Quelle piètre consolation d’apprendre que la mortalité est plus faible qu’autrefois quand on sait que ce pourcentage représente des millions de vies. Qu’importe que le niveau de vie augmente dans certains pays quand la majeure partie de l’humanité connaît la pauvreté et les privations sans aucun espoir de changement.
Même dans les quelques endroits où il existe une relative abondance, il est bien difficile de dire si la qualité de la vie a réellement augmenté. Certes, les gens ne luttent plus pour se nourrir et pour se ravitailler, mais ils vivent dans la crainte permanente d’une destruction atomique. La criminalité, la violence et le vandalisme constituent une menace permanente pour leur vie et leurs biens. La délinquance juvénile et le divorce provoquent la ruine de leur famille. Et on pourrait encore allonger cette liste...
Si nous sommes animés du désir de connaître l’avenir, il est indispensable que nous voyions la différence entre ce qu’est la réalité et ce que sont les pensées et les promesses de certaines personnes.
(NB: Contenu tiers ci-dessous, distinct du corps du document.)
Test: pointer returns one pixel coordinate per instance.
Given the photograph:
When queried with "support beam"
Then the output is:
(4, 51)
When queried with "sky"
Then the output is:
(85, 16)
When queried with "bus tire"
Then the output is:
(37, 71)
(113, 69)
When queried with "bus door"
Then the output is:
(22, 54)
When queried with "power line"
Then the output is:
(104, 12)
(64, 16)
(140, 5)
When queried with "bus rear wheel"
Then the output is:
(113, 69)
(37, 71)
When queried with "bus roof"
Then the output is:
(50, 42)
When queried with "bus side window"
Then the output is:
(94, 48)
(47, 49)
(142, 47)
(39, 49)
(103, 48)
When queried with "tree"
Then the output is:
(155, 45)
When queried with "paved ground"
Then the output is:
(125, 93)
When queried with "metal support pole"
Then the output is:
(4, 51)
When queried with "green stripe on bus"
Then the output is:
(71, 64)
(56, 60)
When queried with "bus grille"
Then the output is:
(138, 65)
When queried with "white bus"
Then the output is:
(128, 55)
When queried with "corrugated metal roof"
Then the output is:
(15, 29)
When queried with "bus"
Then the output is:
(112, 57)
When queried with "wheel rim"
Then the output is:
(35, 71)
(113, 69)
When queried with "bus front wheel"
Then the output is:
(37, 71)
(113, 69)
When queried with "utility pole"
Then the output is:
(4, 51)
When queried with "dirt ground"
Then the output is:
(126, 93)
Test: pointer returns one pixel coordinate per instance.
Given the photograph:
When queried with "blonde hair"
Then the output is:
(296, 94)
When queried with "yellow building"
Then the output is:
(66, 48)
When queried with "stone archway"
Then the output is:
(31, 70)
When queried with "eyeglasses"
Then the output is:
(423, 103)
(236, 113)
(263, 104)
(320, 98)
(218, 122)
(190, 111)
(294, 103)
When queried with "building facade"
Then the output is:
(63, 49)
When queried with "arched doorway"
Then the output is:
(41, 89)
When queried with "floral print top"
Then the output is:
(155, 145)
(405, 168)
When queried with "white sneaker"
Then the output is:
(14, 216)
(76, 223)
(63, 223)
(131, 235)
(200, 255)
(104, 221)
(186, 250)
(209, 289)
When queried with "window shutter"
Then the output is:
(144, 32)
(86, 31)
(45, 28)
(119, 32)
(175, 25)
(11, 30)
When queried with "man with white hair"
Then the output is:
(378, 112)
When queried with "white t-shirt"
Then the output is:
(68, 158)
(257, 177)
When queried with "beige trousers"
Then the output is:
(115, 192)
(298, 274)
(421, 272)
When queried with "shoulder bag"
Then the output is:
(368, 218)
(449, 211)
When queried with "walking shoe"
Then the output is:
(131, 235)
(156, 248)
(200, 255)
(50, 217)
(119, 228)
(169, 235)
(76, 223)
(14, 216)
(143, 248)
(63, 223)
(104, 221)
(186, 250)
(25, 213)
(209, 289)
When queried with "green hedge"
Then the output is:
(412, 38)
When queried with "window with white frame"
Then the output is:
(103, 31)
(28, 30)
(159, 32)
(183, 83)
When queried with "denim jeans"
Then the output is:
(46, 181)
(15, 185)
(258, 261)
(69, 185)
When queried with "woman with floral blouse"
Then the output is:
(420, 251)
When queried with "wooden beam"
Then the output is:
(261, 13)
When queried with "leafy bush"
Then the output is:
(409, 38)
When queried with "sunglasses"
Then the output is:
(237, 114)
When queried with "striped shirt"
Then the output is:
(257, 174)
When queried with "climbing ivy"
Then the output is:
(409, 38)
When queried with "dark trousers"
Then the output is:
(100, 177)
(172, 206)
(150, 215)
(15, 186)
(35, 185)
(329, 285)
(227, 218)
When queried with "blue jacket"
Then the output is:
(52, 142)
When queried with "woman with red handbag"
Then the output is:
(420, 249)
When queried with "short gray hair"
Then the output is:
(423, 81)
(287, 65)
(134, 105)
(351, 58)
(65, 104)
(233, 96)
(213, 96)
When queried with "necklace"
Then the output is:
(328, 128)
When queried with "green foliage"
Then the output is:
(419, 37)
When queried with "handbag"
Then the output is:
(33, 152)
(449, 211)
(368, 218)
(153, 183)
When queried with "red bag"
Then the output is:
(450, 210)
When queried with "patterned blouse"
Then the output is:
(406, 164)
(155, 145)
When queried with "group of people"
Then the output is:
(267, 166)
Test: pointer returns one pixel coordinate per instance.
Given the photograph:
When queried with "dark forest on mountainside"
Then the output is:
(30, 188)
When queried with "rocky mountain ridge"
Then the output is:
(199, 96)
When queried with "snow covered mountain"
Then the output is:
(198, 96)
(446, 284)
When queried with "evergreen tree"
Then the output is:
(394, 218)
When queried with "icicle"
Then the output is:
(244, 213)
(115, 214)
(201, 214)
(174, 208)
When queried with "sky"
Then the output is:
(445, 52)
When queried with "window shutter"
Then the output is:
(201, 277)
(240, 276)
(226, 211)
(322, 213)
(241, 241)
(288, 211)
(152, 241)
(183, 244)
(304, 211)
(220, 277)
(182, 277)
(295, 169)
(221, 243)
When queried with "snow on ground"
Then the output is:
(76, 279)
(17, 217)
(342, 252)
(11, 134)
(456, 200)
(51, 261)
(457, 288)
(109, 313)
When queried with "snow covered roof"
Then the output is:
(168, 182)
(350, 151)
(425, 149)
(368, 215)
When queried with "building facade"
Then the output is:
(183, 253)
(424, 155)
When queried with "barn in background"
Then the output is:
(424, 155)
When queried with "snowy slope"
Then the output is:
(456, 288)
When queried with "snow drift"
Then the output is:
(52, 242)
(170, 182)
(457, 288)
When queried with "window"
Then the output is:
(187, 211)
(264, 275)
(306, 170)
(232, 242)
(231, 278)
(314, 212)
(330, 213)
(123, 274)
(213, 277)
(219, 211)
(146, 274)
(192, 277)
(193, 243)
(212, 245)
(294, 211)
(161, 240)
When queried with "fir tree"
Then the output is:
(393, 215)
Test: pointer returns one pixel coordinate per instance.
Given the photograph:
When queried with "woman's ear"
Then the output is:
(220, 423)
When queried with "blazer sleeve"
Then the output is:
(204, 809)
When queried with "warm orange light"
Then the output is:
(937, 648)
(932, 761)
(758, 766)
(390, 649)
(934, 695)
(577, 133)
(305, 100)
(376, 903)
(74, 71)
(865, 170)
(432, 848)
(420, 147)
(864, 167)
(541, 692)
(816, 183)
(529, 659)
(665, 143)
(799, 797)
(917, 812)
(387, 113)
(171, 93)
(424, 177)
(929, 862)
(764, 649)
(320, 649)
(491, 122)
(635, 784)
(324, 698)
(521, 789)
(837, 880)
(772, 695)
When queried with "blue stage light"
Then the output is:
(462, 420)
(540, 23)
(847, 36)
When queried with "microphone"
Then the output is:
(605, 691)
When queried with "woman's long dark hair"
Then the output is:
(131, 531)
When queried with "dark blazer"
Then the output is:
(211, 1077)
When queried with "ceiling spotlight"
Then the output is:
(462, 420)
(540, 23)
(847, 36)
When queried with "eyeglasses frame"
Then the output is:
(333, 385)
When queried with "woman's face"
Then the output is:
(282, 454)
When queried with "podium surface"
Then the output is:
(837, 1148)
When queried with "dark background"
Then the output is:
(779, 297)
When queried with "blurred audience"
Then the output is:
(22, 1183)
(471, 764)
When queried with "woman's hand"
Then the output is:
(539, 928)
Nous devons nous baser sur des faits et non sur des conjectures. Niels Bohr, un physicien lauréat du prix Nobel, déclara: “Pour ce qui est de l’avenir, il est très difficile de faire des prédictions.” La phrase “si le cours des choses se maintient” ou “à moins qu’on apporte une solution” que l’on retrouve si souvent dans les prévisions des futurologues nous dit qu’un avenir meilleur dépend non seulement de la découverte des moyens de résoudre les problèmes actuels, mais aussi de notre volonté d’agir.
Toutes ces déclarations funestes ont-elles poussé les gens et les nations à l’action? Le feront-elles un jour?